With a very heavy heart, I break-up with my cosy bed and run to class, clumsily, with my hands full of goods that I grab at the last minute (for example, phone, charger, keys, some chocolates to eat during the class…). During the hour-long sessions, we have 5-10-minute breaks in between. This time is wisely utilised by me. While the initial two minutes are spent checking whether there are any parcels in my name at the reception counter, the rest of the time is reserved for grabbing some coffee and quick bites from our very favourite Nescafé counter.
As soon as the clock strikes one, I transform into Cinderella and rush to the mess for lunch!
At 5:00p.m. every day, I go back to my room to enjoy some quality me-time. After successfully wasting two hours, I take a quick bath. I’m so grateful to the university for providing extremely soothing hot water in the evening as well since it helps us late risers take a much needed shower.
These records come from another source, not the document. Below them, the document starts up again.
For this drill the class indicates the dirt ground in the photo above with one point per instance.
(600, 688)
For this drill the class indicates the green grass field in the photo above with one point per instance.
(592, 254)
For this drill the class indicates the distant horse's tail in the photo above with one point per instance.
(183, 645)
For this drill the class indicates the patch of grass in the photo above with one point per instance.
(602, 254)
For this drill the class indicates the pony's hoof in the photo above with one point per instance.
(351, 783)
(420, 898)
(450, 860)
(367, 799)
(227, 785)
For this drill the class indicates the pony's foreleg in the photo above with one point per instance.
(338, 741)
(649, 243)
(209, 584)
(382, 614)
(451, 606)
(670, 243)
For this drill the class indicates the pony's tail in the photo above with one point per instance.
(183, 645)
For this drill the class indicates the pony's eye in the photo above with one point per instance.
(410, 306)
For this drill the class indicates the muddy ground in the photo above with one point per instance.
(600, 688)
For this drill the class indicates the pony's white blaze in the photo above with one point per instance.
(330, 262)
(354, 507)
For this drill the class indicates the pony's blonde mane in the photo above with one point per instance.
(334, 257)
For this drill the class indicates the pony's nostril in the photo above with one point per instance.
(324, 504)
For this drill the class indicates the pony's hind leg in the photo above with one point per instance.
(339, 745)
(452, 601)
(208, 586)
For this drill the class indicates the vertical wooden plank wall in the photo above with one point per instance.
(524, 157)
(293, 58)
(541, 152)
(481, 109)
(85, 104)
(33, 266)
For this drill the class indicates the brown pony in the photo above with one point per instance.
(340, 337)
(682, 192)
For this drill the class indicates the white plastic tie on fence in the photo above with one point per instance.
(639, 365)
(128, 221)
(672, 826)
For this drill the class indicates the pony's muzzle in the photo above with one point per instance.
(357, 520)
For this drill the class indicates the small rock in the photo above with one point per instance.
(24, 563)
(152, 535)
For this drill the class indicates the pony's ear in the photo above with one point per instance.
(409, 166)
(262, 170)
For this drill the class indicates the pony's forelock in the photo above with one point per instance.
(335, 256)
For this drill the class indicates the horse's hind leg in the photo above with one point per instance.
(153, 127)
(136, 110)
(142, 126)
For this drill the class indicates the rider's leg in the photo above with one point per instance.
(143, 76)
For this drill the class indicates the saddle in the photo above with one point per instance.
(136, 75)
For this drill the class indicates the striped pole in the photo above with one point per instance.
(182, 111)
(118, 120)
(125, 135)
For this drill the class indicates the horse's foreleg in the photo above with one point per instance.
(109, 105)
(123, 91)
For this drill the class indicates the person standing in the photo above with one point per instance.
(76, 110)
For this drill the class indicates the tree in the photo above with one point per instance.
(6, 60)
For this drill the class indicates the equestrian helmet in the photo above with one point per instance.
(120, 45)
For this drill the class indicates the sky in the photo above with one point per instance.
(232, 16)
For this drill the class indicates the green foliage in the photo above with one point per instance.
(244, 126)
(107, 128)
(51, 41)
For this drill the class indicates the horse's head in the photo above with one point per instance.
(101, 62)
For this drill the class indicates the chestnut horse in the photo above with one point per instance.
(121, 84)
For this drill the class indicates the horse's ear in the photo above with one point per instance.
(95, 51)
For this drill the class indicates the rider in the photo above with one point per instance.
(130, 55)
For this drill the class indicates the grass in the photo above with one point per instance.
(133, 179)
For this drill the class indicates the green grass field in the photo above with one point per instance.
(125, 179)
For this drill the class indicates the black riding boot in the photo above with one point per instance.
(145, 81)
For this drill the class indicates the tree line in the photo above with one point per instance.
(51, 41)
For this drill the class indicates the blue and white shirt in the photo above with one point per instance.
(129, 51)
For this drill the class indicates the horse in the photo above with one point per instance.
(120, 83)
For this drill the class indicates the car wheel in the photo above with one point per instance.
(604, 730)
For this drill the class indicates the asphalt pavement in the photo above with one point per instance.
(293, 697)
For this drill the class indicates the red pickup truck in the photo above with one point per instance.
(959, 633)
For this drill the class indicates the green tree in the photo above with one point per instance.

I then make it a point to pray to the small Ganesh murti in my room, so that I can get some sadbuddhi in return, as my elders would say. Like an obedient child, I follow the mess timings and reach the mess to have my tasty dinner.
Then comes my most favourite routine – feeding my four-legged pawsome friends on campus: Husky, Ringo, Browny, Daisy and her three pups. This is a parallel activity as I take a brief walk on the campus along with my squad, to burn some of the calories we consume during the day. Half-heartedly, I come back to the room at 10.30pm. Then, I call my mother and chat with her for a while, and gather all the important information she has about home. This is followed by chipmunking the video lectures so that I can revise the things that I might have missed.
I call it a day with some light music and a new stack of memories added. They have a saying in Punjabi: “College de gate di is taraf hum life ko nachaate hain, tey dujji taraf life humko nachaati hain.”
So, I try to enjoy every second on the campus before going out forever beyond the college gates.